The Spartans lose their fifth home game of the season in 23-20 loss to the Wildcats.
By STEVE KORNACKI FS Detroit
EAST LANSING, Mich. — Protect your house.
It’s the most primal need in college football. But the house came crumbling down this season for Michigan State — which lost for the fourth time in as many Big Ten home games this year to
Northwestern on Saturday.
After going 4-0 in conference games at Spartan Stadium in 2010 and 2011 and realizing consecutive 11-win seasons, defensive end William Gholston was asked to put the turnaround in perspective.
“That is ridiculous,” he said.
Gholston forced a smile, his eyes widened and he slowly shook his head.
“Nobody goes in thinking they are going to lose in their house,” he said. “I didn’t think we’d lose a game this year.”
State began the season ranked No. 13 with Rose Bowl aspirations. Now it’s going up to Minnesota next Saturday with a 5-6 record, begging for one more win and bowl eligibility.
Spartans are 3-1 on the road, but 2-5 at home with the wins coming against Boise State and Eastern Michigan. They have lost at Spartan Stadium to Notre Dame, Ohio State, Iowa in double overtime, Nebraska and Northwestern.
They had not gone 0-4 in conference play in East Lansing since 2006 — the last season of the forgettable John L. Smith coaching era.
Mark Dantonio replaced Smith in 2007 and had lost just five total Big Ten home games in five previous seasons. His record had been 15-5 in conference games at Spartan Stadium, but the stranglehold his team had on home games is gone.
“I talked about that in our locker room,” Dantonio said. “We lost five games in Spartan Stadium this year, and to me that is unheard of. I’ve been here 12 years (including seasons as an assistant) and that’s never happened. This always has been a great place to play and a great environment. I appreciate the support we had today, and thought the fans showed up. I feel badly for them because I know they suffer, too.
“All I can tell you is that you regroup and use it as a way to motivate you and bring you closer. You find value in what’s going on and push forward. If you can do that, then you have a chance to get better and move forward. If you look backwards and blame others, things fall apart. And we will not fall apart.”
While the Spartans trudged out of the stadium, the
Wildcats sprinted toward a corner of the end zone near the exit tunnel to celebrate with their purple-clad fans.

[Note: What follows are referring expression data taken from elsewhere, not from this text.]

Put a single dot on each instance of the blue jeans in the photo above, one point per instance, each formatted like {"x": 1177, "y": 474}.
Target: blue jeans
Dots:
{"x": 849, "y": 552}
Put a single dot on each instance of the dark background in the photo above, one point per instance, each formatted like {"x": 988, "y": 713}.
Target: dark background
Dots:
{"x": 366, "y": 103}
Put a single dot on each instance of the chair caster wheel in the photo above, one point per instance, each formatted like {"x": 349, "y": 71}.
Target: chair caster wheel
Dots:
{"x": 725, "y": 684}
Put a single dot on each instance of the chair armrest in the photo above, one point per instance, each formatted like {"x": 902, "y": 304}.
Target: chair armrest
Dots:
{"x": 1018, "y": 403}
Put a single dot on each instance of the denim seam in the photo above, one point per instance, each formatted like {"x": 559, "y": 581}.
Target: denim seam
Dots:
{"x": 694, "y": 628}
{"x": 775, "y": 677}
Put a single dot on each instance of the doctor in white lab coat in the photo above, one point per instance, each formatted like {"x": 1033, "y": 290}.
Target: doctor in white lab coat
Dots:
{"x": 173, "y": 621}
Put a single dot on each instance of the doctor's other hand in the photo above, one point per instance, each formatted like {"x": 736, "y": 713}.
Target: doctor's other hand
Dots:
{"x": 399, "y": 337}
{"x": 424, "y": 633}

“We’ve been kicking ass the last two years,” said kicker Dan Conroy. “But there’s ups and downs. Any team that came in and beat us has the right to celebrate with their fans.”

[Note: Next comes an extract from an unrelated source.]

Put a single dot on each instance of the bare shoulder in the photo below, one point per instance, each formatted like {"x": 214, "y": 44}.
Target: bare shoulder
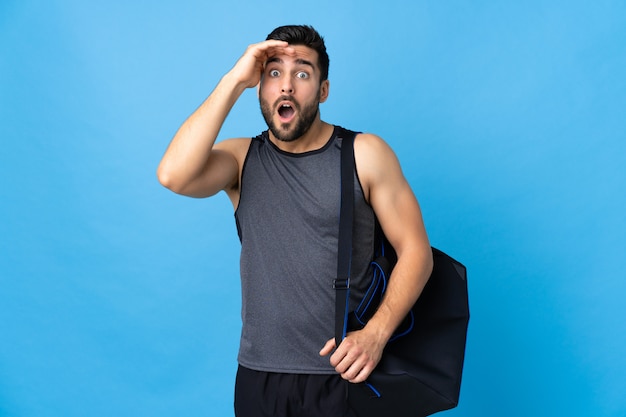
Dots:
{"x": 375, "y": 160}
{"x": 237, "y": 147}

Tailback Le’Veon Bell said, “They deserved it. They came up with the plays and we didn’t. We could easily be a 10-1 football team, but we came up short.”

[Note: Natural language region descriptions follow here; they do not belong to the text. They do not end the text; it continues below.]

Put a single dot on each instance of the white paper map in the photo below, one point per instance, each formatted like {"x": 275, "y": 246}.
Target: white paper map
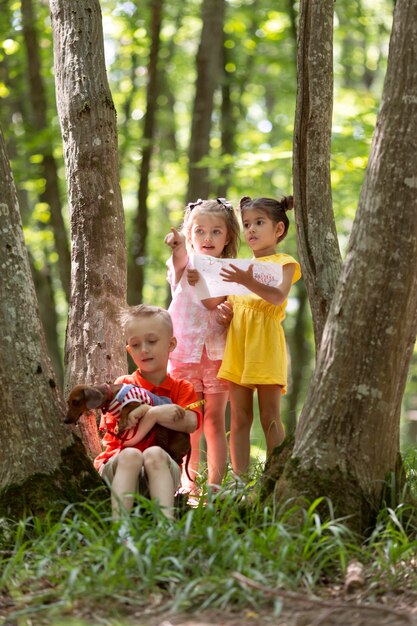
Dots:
{"x": 211, "y": 284}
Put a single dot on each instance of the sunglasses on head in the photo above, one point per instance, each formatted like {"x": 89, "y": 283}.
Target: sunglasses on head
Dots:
{"x": 225, "y": 203}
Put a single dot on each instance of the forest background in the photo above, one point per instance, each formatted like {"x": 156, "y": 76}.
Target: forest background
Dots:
{"x": 250, "y": 140}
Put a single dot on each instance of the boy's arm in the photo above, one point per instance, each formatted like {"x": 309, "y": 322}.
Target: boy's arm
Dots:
{"x": 175, "y": 417}
{"x": 145, "y": 424}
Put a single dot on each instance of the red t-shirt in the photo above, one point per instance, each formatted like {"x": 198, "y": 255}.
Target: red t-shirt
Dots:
{"x": 180, "y": 392}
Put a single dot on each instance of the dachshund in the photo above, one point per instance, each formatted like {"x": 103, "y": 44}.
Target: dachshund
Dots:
{"x": 120, "y": 400}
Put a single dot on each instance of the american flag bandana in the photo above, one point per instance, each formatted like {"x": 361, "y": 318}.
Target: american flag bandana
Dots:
{"x": 133, "y": 393}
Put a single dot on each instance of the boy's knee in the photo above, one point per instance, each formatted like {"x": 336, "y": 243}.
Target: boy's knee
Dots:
{"x": 130, "y": 457}
{"x": 154, "y": 458}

Cornerback Darqueze Dennard echoed Bell’s thoughts, saying, “We’re just a couple plays away from being 10-1. I don’t know; it’s crazy.”
They have lost five times by four or fewer points. But, like they say, close only counts in horseshoes and hand grenades.
You are what you are.
“Obviously, we’re 5-6,” said Bell. “That means something. A play here, a play there is the difference. And you never know where those plays are. That’s why you’ve got to play every play like it’s your last.”
Which brings us to the question on everybody’s mind: Was it the last game for Bell, Gholston and tight end Dion Sims? The three talented juniors all figure to go in the second through fourth rounds of the NFL draft should they elect to skip their senior seasons.
If it was their home finale, they left it all on the field with strong individual efforts.
Bell, the conference’s leading rusher headed into Saturday’s games, banged his way to 133 yards and ran his season’s total to 1,382.
Sims had five catches for 102 yards and regularly carried a Wildcat or two or three for extra yards.
Gholston had six tackles, batted down a third-down pass and combined with middle linebacker Max Bullough to sack quarterback Kain Colter for a safety.
When asked about the possibility that the 23-20 loss had been his final Spartan Stadium appearance, Gholston shook his head and looked down.
“That’s a selfish question to ask,” he said.
Then he excused himself, choosing to exit stage right rather than say something he probably would regret.
This season has not been about riding white horses off into sunsets. It has been about constant frustration and losing all the things that matter most, including the keys to your house.